A full drive is usually not one mystery file. It is often a pile of downloads, old exports, duplicated photo folders, temporary recovery folders, and backups copied more than once. The fastest cleanup workflow is: identify the biggest areas, narrow the file types, then remove duplicates safely.
Step 1: Start with a disk map, not a duplicate scan
If you jump straight into duplicate scanning, you may waste time scanning folders that barely matter. Use Disk Stats to find the highest-impact folders first: downloads, desktop dumps, external drives, recovered files, NAS shares, old backups, and media folders.
Step 2: Look for file categories that balloon quickly
Videos, RAW photos, ZIP/RAR archives, virtual machines, APK decompile folders, installer caches, and phone import folders are usually worth checking first. DupeSweep lets you include or exclude file types so you can focus on what actually matters.
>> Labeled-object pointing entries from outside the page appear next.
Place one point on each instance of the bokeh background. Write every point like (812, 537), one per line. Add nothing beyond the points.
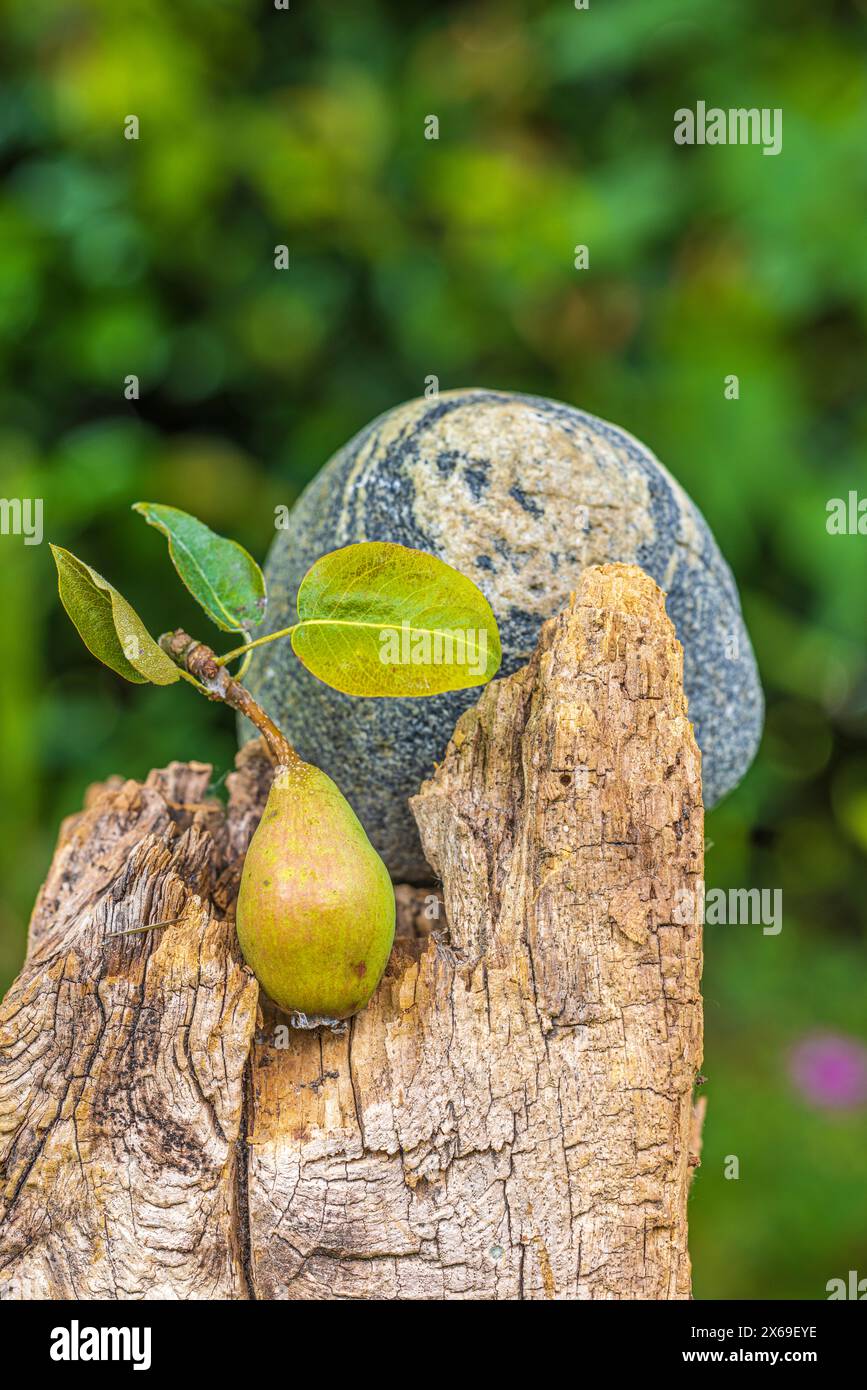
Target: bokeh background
(409, 259)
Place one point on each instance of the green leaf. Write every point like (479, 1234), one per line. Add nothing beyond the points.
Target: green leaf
(109, 627)
(218, 573)
(380, 619)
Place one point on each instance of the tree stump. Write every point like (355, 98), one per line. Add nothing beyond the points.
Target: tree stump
(512, 1115)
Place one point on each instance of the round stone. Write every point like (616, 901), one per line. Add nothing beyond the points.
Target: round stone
(520, 494)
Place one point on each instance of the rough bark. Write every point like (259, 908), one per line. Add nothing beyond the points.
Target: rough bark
(512, 1115)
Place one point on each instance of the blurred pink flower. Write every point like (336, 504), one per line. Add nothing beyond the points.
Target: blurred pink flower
(830, 1070)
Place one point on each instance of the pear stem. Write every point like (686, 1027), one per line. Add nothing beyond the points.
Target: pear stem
(200, 660)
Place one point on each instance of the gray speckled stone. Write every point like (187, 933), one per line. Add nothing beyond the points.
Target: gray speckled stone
(520, 494)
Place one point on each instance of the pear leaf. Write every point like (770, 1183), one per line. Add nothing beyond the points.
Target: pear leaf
(220, 574)
(109, 627)
(381, 619)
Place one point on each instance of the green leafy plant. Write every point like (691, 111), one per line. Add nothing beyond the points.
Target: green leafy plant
(316, 908)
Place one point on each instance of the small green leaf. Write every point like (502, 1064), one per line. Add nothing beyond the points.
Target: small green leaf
(109, 627)
(381, 619)
(218, 573)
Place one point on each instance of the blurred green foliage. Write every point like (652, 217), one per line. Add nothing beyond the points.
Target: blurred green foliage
(455, 257)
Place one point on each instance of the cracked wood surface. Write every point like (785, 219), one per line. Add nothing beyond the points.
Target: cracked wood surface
(512, 1115)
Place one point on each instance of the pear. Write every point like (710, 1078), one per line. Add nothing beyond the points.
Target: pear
(316, 908)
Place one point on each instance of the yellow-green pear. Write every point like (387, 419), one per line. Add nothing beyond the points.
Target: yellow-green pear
(316, 909)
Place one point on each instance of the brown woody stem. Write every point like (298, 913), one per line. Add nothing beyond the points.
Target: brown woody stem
(200, 660)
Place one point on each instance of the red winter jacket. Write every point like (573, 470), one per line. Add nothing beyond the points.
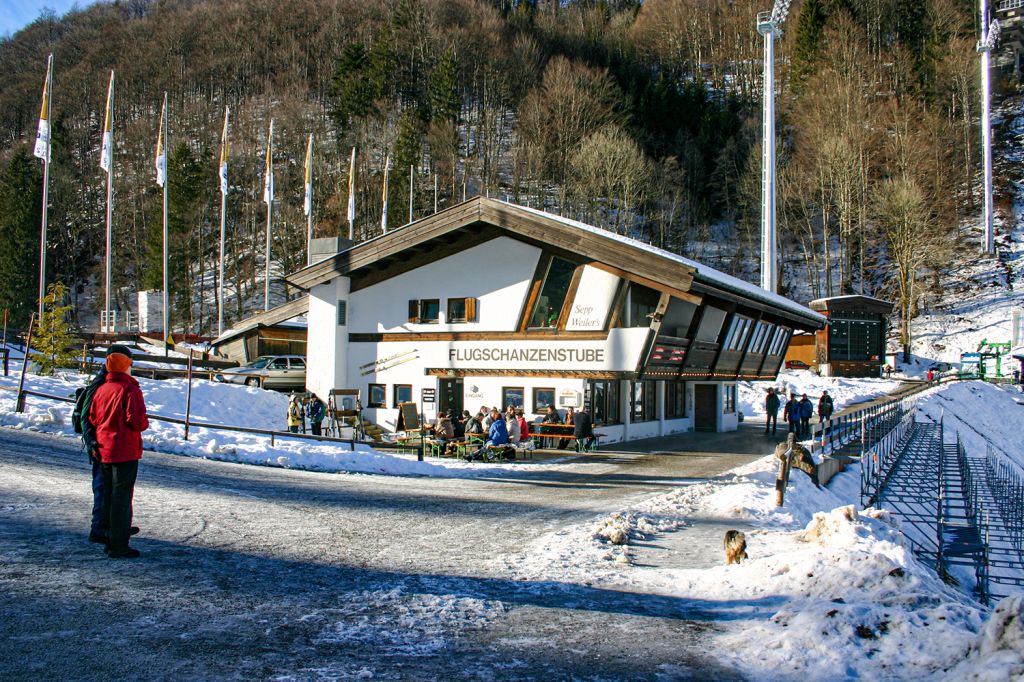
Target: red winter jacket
(118, 412)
Find huge directories before scanning everything.
Include or exclude images, video, archives, apps, and more.
Save findings for review or client cleanup work.
Step 3: Clean duplicates only after you understand the drive
Once you know where the space is going, scan that location for duplicates. Free users can review and delete manually. Pro users can bulk delete and use Rescue Center so removed files can be restored back to their original location.
When Disk Stats is enough
If one folder is obviously the problem, you may only need to move, archive, or delete that folder. If the problem is copied backups, repeated photo imports, recovered files, or media libraries, duplicate scanning becomes the next step.